The New Caledonia Office des Postes et Télécommunications is delighted to announce the issue of this unusual souvenir sheet, comprising four 110 XPF stamps designed by Jean-Jacques Mahuteau and showcasing some of New Caledonia’s most important pollinators.
Although rarely featured in worldwide stamp issues, the role played by pollinators is critical in maintaining the harmony and balance of our planet’s ecosystems.
Pollination, key to plant reproduction, is the transfer of pollen from an anther to the stigma in angiosperms (flowering plants) or from the microsporangium to the micropyle in gymnosperms (naked seed-producing plants). Pollination occurs when pollen is moved within flowers or carried from flower to flower by pollinating insects and animals such as birds, bees, bats, butterflies, moths, beetles, or other animals.
In New Caledonia, pollination is ensured by birds, such as the endemic Crow Honeyeater (Gymnomyza aubryana) pictured feeding on nectar from bottlebrush flowers, by butterflies such as the lemon yellow Eurema hecabe novaecaledoniae, shown feeding on hibiscus flowers, by bees, of course, such as the European dark bee Apis mellifera mellifera shown foraging for pollen on Jamaica cherry flowers, and also fruit bats such as the Ornate Flying Fox (Pteropus ornatus), which loves mangrove flowers.

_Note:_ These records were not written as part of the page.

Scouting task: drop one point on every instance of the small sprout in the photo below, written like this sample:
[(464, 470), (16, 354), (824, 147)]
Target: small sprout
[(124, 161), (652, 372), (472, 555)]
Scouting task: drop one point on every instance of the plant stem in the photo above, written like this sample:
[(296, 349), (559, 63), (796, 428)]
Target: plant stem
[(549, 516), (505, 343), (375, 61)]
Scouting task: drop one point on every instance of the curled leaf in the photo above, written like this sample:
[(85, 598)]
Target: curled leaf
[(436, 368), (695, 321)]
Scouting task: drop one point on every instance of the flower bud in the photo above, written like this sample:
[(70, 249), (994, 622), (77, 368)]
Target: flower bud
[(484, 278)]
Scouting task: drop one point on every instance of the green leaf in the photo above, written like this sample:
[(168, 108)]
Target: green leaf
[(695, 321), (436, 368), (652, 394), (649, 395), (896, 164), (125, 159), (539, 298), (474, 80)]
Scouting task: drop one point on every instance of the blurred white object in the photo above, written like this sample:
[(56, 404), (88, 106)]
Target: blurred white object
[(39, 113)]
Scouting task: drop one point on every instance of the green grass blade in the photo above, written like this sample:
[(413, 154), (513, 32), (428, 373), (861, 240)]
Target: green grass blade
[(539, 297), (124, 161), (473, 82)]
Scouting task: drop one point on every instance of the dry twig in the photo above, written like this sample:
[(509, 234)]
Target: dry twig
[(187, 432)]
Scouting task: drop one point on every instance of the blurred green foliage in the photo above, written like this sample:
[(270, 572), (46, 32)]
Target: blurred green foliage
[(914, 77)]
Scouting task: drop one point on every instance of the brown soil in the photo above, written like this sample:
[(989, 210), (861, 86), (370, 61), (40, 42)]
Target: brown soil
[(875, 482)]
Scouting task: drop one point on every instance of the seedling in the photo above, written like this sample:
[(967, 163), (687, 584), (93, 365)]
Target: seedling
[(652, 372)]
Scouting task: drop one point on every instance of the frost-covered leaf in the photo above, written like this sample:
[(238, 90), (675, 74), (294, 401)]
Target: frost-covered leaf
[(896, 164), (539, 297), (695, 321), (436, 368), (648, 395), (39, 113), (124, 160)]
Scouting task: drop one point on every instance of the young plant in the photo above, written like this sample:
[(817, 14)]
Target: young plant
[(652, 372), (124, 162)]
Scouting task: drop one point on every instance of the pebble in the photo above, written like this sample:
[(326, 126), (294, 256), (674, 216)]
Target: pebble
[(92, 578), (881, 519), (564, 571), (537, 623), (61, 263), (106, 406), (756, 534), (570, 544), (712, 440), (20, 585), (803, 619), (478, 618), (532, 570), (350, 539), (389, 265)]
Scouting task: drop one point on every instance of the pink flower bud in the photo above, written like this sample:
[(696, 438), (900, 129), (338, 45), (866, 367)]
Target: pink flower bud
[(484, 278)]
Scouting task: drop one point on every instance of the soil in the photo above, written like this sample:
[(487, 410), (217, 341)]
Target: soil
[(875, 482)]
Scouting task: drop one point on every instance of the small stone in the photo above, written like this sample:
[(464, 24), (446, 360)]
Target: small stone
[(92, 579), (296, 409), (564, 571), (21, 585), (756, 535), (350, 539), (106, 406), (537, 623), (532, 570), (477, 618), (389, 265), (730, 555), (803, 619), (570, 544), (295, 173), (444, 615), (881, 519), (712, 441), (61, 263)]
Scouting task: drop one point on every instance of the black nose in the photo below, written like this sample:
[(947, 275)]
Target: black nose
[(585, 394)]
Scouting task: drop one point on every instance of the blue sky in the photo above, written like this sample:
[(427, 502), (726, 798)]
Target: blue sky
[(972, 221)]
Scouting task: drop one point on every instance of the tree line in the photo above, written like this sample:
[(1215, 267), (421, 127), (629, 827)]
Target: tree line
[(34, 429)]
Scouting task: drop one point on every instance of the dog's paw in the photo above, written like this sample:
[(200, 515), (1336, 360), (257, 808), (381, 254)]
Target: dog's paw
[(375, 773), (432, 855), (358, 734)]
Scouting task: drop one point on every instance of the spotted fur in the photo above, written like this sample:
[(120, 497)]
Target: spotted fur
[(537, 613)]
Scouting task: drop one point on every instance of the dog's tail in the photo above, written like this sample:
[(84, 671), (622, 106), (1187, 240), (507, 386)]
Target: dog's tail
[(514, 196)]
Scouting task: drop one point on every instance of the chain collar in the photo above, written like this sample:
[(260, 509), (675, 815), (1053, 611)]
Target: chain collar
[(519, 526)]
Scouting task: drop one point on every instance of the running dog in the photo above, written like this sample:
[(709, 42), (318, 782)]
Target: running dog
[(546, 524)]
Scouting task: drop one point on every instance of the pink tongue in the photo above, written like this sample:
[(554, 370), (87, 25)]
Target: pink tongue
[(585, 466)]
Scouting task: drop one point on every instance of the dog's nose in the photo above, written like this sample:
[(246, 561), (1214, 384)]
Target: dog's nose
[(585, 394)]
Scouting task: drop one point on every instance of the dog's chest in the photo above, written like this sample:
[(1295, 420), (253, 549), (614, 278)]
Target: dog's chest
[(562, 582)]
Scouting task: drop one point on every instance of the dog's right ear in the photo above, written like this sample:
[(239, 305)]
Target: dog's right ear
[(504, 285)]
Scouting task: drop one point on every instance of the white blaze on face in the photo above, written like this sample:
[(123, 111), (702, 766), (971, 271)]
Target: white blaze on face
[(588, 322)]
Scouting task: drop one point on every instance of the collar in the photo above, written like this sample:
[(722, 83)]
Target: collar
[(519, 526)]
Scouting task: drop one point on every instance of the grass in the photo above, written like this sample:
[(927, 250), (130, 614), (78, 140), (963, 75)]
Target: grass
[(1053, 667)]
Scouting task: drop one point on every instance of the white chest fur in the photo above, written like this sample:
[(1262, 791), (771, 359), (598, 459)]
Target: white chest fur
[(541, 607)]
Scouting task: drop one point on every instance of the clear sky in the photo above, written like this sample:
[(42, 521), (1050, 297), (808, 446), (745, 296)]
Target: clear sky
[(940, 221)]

Sadly, sharp declines in pollinator populations around the world, particularly bees and butterflies, have been widely reported over the past several decades. Pollinators suffer from widespread use of the pesticides and petrochemical fertilizers favoured in conventional farming. Pollinator decline has potentially disastrous follow-on consequences for the survival of crop plants and native wildland plants.